In 2008, following a 38 year career as a tool maker, manager and business owner, George Whitney left his position to become a full-time artist working exclusively in glass. Using published materials and attending workshops with some of the top talents working in glass, he has worked to develop his technical skills and his voice. Born in Ontario, Canada in 1952 George is continuing to build his studio and gallery there. He has participated in many local shows and competitions and he has work in collections in Canada and the USA.
George came to glass later in life after spending time with steel and wood. It was almost by accident but ten years later, he is still working with glass to develop his style and technique.

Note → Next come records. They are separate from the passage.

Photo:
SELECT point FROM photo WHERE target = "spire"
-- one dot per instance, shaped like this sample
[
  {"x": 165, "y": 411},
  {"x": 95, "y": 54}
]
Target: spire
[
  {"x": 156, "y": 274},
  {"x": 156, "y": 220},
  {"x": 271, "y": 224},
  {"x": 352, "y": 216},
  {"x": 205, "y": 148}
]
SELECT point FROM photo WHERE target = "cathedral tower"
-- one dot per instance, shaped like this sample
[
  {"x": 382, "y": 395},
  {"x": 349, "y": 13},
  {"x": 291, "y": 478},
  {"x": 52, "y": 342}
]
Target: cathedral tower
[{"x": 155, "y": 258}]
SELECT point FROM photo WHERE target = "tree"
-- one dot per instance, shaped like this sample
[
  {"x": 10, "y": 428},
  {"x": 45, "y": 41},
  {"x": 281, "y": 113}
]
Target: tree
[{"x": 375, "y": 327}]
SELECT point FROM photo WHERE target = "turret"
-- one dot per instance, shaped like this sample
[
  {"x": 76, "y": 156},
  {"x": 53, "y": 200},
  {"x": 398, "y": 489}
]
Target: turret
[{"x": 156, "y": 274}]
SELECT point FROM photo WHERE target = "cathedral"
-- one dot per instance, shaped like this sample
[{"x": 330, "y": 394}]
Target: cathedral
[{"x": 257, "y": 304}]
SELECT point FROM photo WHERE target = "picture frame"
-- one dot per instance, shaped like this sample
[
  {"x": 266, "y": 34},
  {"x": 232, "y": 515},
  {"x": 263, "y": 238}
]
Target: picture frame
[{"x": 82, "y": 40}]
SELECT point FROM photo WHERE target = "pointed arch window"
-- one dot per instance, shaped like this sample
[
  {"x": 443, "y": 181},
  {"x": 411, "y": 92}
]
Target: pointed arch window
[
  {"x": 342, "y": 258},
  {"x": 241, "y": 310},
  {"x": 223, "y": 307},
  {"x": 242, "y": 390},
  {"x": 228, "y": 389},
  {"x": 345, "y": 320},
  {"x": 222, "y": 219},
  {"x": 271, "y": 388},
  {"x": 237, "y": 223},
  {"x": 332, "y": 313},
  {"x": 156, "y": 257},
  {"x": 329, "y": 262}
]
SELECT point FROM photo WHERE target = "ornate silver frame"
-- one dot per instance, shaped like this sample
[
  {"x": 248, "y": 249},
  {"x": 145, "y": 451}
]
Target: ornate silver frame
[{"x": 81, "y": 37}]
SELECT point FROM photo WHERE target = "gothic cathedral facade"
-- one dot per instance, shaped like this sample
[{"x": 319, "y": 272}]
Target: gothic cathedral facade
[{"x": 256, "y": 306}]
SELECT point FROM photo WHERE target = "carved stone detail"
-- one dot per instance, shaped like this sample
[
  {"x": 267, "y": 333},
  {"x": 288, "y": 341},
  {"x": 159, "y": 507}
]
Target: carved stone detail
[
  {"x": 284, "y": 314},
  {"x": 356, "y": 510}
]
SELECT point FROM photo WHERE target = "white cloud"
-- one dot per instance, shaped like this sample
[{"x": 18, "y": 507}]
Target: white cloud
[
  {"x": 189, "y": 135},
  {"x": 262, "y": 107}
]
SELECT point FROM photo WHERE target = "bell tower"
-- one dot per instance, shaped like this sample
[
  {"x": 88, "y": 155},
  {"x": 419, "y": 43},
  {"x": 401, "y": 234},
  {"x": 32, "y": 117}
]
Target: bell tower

“Glass is an amazing material to work with. It can be transparent or opaque. It can reflect both internally and externally. It can be very fragile and also massive and solid. I am very interested in what happens inside the glass sculpture, and how it relates to what is happening on the outside. The contrast between the polished surfaces and the natural textures taken from nature and the way that the light interacts and changes the piece are increasingly part of the objective. During the last year, I have been working to enlarge upon the outside of the work, while maintaining the inner form”.
“Glass is unlike all other media that can be used for sculpture. The fact that you can see into the heart of the piece and see the form that it is on the other side presents challenges and opportunities”.
George’s method of using ice and eventually naturally occurring icicles to generate the voids and cavities was developed during his search for ways to create voids in the glass. The interaction between the ice and the hot wax creates incredible surface textures on the inner forms. These textures form the surface that is seen by the viewer. He is now working to bring other textures to his work and to move from rectangular cross sections to shapes that enhance and expand on the visual impact of the pieces.
“I am leaving some of the surfaces as cast, some are polished and finished with a matte finish and some are taken to a full polish. Naturally, light is critical to the way the viewer sees the work and what impression they are left with. It is important to me that I continue to build upon my abilities and to bring more tools to the finished work. I am always looking for opportunities to see and learn and practise. The work that I am doing is time intensive. From the development of the design to the making of the wax and the mould and the firing and finishing can be a long and challenging path, however the end result can only be produced using glass and the end does indeed justify the means”.